REVIEW: THE PUNISHER (2004)

 CAST

Thomas Jane (Deep Blue Sea)
John Travolta (The Taking of Pelham 123)
Will Patton (November Man)
Roy Schneider (Seaquest)
Laura Harring (Exit To Eden)
Ben Foster (X-Men 3)
Rebecca Romijn (Ugly Betty)
John Pinette (Alf)
Samantha Mathis (Little Women)
Eddie Jemison (Izombie)
Kevin Nash (John Wick)
Marc Macauley (Swamp Thing: The Series)

Way back when a character named Frank Castle made his first appearance in the pages of The Amazing Spider-Man #129. Castle’s family was mowed down by the mob in New York City and he took it upon himself to ‘punish’ all criminals from then on and he became…insert dramatic pause here… The Punisher. The character developed a solid cult following with guest appearances in later issues of Spider-Man as well as Daredevil and he was eventually given his own five issue mini series by Steven Grant and Mike Zeck in the eighties. A regular series followed a few years after that as well as a spin off series or two and a goofy straight to video film starring Dolph Lundgren. Since then series’ have been cancelled, then rejuvenated and since injecting the character with some much needed fresh blood in the form of Preacher team Garth Ennis and Steve Dillon, the comics seem to be back on track and thus, a new R-Rated big screen adaptation is born.

In this incarnation, Frank Castle (Thomas Jane – no relation to yours truly) is an undercover agent finishing his last job before he and his lovely wife and son are to go off to London to live happily ever after. When one of the hoods gets shot up and dies in the sting, he Castle finds out the hard way that he was the son of a prominent businessman, Howard Saint (John Travolta). Saint doesn’t take too kindly to the death of his son and decides to pay Castle back in spades by having his entire family killed during a party on the beach at his parent’s house.
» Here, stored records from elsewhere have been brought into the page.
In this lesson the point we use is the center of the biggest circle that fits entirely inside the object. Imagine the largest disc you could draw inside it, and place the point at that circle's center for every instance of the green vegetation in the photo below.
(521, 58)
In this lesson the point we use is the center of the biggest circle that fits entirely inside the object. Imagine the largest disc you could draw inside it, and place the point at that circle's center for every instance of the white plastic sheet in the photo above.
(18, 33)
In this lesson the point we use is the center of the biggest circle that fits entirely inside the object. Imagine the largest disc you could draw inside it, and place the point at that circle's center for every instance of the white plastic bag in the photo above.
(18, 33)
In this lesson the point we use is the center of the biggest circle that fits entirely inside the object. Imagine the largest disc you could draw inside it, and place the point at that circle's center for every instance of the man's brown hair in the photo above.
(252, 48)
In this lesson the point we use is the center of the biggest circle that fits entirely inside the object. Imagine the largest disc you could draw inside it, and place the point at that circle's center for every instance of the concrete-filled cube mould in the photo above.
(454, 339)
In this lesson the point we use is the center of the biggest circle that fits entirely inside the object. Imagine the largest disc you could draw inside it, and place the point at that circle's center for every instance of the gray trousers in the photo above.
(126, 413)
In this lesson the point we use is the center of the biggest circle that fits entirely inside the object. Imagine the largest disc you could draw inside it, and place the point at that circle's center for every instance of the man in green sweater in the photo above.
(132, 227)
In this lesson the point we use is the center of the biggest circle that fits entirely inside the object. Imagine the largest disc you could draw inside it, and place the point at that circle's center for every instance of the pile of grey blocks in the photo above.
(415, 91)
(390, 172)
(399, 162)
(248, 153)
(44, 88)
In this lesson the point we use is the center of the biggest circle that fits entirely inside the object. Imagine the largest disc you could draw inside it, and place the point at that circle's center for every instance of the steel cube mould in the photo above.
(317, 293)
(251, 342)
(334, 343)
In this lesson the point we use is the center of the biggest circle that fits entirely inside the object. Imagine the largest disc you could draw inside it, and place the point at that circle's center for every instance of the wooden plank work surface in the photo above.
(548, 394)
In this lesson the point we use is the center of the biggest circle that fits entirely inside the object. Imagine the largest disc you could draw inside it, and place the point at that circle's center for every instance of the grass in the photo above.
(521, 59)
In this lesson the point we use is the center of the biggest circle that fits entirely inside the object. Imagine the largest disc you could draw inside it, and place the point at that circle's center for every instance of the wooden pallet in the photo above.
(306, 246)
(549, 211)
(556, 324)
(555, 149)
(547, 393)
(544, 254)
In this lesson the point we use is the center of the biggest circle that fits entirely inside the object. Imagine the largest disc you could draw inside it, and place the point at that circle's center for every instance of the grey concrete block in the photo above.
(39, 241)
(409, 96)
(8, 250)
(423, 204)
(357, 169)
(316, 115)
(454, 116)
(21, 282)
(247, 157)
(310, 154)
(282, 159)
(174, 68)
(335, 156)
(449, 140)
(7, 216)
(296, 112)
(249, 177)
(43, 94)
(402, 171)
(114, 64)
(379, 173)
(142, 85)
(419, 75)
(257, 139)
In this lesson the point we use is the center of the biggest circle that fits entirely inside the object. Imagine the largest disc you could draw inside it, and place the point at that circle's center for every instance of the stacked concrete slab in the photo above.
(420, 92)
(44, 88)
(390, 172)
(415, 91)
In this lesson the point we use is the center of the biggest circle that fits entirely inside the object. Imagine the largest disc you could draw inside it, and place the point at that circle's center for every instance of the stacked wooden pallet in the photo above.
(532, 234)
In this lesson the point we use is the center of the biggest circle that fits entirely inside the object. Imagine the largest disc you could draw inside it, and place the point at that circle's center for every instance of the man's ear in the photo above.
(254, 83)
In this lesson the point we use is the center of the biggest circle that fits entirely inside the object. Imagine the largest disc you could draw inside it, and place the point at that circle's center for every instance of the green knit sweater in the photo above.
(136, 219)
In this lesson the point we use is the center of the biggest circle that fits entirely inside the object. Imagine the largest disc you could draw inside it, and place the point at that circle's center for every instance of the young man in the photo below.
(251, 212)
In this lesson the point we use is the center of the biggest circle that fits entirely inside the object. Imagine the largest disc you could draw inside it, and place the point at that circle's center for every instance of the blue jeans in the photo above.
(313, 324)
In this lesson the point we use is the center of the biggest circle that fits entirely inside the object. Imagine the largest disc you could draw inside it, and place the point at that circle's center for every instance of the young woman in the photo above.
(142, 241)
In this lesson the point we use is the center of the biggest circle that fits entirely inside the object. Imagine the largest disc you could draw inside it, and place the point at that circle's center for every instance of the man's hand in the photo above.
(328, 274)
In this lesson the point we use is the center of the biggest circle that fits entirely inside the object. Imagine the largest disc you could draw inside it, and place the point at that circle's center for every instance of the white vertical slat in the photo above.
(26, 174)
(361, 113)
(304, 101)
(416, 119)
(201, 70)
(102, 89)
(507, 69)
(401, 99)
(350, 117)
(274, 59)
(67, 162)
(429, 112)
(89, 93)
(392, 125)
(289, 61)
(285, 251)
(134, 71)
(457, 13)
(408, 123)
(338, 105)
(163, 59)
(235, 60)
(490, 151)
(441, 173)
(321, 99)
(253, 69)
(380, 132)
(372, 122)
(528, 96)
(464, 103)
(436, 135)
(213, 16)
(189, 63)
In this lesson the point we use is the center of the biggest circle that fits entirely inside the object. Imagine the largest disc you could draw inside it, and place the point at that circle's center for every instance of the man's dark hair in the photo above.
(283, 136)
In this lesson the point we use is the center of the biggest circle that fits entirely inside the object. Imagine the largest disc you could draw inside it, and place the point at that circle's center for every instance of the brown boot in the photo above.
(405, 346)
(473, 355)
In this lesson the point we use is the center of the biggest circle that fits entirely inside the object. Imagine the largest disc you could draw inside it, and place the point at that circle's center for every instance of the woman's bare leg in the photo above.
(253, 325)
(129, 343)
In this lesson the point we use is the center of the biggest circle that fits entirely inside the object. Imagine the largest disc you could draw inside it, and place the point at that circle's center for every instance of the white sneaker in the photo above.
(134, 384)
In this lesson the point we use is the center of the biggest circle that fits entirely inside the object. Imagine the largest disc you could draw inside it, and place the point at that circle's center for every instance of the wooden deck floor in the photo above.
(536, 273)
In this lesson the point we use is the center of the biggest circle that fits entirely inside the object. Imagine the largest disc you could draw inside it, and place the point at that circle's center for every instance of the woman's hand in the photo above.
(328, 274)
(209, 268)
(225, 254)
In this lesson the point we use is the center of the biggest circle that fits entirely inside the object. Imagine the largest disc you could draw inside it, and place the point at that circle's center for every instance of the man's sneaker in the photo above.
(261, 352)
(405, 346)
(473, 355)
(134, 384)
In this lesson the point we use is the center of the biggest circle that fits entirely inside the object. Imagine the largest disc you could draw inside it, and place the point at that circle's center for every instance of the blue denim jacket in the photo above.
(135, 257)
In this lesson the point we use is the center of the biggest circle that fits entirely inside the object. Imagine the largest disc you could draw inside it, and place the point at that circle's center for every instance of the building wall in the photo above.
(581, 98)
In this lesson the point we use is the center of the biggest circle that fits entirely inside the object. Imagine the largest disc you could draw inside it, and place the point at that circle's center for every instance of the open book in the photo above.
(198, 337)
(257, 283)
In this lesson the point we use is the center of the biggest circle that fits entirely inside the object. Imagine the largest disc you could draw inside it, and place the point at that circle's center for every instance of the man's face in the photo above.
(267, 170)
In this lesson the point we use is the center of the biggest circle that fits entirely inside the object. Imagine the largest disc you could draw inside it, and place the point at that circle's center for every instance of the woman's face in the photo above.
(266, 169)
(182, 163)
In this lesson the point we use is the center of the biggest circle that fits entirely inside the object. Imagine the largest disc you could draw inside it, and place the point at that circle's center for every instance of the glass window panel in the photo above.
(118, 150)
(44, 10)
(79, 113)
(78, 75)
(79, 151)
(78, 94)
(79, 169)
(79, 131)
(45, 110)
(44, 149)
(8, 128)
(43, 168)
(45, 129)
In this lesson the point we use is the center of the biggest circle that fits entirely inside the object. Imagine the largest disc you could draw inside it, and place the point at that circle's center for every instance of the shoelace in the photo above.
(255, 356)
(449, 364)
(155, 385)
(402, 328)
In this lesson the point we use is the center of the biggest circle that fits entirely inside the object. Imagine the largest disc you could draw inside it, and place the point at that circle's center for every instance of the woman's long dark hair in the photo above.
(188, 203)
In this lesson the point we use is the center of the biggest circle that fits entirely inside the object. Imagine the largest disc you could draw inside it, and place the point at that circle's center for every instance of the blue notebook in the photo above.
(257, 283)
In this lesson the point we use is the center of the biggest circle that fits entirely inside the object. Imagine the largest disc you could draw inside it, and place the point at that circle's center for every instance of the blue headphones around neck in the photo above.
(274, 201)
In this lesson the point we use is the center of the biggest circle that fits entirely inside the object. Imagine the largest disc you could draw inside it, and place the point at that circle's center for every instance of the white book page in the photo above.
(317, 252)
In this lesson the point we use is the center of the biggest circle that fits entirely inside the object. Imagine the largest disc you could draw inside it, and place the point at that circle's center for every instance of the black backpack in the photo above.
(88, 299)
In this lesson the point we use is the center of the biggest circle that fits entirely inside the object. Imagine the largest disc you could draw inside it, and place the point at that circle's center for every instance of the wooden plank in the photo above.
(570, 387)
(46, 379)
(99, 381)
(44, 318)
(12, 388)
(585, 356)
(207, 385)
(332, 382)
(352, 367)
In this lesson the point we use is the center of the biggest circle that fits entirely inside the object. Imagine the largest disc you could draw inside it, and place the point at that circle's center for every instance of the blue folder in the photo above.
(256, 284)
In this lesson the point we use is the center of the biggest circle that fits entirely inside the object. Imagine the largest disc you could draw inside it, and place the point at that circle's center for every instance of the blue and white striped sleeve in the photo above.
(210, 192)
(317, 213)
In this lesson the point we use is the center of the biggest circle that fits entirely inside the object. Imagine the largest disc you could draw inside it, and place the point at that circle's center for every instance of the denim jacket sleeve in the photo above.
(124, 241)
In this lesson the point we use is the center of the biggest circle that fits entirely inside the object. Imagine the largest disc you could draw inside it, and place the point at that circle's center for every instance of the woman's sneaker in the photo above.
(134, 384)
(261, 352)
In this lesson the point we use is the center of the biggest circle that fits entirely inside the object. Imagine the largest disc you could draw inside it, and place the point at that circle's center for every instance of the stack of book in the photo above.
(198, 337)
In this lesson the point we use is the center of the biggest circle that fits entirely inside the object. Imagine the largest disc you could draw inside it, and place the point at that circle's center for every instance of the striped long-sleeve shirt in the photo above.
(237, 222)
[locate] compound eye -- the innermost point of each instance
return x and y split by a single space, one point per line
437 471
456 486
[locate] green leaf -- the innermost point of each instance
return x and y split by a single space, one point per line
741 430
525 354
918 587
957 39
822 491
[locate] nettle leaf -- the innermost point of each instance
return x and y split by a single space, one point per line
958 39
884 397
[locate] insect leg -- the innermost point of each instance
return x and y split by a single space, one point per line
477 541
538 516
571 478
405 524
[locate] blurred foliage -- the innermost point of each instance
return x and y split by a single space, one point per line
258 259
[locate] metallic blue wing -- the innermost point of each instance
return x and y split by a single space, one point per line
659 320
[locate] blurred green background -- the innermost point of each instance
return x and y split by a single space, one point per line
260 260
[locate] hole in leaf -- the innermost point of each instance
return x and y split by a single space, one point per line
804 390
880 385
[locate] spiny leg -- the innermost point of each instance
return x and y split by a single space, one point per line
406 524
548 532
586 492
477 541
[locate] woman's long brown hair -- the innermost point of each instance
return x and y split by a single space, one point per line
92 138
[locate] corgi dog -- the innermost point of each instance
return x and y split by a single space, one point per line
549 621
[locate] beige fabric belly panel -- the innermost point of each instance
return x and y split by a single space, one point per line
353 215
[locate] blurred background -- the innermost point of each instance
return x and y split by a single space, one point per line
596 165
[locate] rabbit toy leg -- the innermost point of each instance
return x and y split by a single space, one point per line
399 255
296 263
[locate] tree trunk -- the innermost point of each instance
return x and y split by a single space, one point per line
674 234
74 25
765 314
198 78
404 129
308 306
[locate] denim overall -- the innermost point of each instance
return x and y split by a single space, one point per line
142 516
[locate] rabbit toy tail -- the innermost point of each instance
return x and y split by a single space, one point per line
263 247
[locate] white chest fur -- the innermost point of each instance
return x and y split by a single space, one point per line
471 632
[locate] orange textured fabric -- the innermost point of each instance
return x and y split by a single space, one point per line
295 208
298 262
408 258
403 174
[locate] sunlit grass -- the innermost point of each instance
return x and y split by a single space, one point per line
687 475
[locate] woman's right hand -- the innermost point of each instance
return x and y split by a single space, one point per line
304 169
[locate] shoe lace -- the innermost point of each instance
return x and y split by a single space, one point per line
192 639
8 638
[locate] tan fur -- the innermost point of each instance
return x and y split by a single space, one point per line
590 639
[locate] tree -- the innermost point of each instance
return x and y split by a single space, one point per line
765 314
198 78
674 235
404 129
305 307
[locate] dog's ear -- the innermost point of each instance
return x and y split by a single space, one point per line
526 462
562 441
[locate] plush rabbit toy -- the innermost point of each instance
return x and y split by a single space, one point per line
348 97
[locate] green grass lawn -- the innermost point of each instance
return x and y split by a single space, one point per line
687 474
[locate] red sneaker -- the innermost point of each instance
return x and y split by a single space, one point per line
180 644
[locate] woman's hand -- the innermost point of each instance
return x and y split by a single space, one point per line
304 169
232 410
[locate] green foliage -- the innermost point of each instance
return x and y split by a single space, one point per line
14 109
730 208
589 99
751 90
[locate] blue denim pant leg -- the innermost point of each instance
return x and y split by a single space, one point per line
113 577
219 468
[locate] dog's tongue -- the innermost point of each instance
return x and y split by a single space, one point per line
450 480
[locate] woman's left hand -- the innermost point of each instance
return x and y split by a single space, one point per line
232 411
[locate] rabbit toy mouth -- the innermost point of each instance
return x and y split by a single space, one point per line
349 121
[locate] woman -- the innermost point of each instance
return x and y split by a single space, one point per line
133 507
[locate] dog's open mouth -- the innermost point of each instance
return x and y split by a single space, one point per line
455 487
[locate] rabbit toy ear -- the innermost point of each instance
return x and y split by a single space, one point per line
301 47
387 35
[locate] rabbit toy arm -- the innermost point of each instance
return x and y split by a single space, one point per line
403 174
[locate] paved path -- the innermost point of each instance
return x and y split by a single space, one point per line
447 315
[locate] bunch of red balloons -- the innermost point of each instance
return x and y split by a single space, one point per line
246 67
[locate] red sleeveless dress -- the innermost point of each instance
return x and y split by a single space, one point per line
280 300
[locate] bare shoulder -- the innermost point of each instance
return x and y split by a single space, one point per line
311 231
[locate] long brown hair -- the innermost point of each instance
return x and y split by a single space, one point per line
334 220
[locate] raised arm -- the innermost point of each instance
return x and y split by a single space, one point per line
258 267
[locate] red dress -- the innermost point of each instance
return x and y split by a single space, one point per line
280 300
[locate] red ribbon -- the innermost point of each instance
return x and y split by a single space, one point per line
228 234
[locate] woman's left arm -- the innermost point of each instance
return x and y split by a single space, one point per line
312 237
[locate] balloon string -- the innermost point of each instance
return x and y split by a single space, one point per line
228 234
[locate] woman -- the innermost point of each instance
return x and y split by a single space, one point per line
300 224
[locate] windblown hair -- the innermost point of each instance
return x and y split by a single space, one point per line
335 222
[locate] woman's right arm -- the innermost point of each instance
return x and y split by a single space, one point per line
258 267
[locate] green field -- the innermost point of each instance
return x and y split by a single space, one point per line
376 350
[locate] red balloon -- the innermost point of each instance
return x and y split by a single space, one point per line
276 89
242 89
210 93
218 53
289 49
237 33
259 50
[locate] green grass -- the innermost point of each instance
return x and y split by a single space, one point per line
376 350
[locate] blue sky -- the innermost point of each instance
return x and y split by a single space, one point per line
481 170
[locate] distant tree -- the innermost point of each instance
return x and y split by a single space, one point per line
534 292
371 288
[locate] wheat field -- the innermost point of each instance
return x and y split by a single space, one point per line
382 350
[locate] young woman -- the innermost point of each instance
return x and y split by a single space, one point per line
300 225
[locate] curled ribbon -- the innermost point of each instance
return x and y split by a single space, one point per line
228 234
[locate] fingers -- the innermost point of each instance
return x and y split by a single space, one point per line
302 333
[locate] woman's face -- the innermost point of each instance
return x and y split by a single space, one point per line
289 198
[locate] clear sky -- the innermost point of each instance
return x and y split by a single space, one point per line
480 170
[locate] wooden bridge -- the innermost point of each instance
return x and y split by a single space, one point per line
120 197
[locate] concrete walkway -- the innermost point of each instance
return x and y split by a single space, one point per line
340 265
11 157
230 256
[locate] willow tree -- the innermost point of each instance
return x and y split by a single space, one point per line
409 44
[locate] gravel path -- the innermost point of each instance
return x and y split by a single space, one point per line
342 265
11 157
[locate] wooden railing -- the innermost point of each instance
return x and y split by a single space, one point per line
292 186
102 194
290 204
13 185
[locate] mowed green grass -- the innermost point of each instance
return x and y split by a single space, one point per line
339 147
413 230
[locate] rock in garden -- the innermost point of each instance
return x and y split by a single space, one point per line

His family’s death sends Castle into a downward spiral – he starts drinking heavily and becomes a man obsessed with vengeance. He uses his special forces training to trick out some weapons and build himself a small arsenal, which will come in handy when he begins to wage his one-man war on crime. He moves into a run down apartment and befriends three of the tenants there, then proceeds to take Saint and his small army of thugs down a few pegs, proving that revenge truly is a dish best served cold.

There aren’t a whole lot of plot twists or deep, original characters in The Punisher. There aren’t any intricate, meaningful discussions on the reasons we’re all on this Earth and it doesn’t really break any new ground in any way whatsoever. What it is though, is pure, unabashed entertainment.

Despite some very obvious moments where the comic strays from the source material  the character does stay reasonably true to his comic book roots. Jane does a great job as a tough man of few words – playing the strong and silent type with a bit of style and a whole lot of cool. Travolta does a nice job as the heavy, going over the top as he’s prone to do in a few scenes that make him look and sound like a walking talking comic book villain. Throw in some fun cameos and bit parts for the lovely and talented Rebecca Romijn-Stamos (X-Men), Roy Scheider (Jaws), and even professional wrestler Kevin Nash and you’ve got a good cast that do a good job with the unashamedly popcorn material they have to work with.

Castle’s mission of vengeance is more or less a way to tie together a few different action set pieces in the film, giving the character a reason to kill. Director John Hensleigh ensures that the movie trucks along at a quick pace and that the action scenes are the focal point of the film, but still manages to work a simple but effective story into the shoot-outs and explosions we all want to see.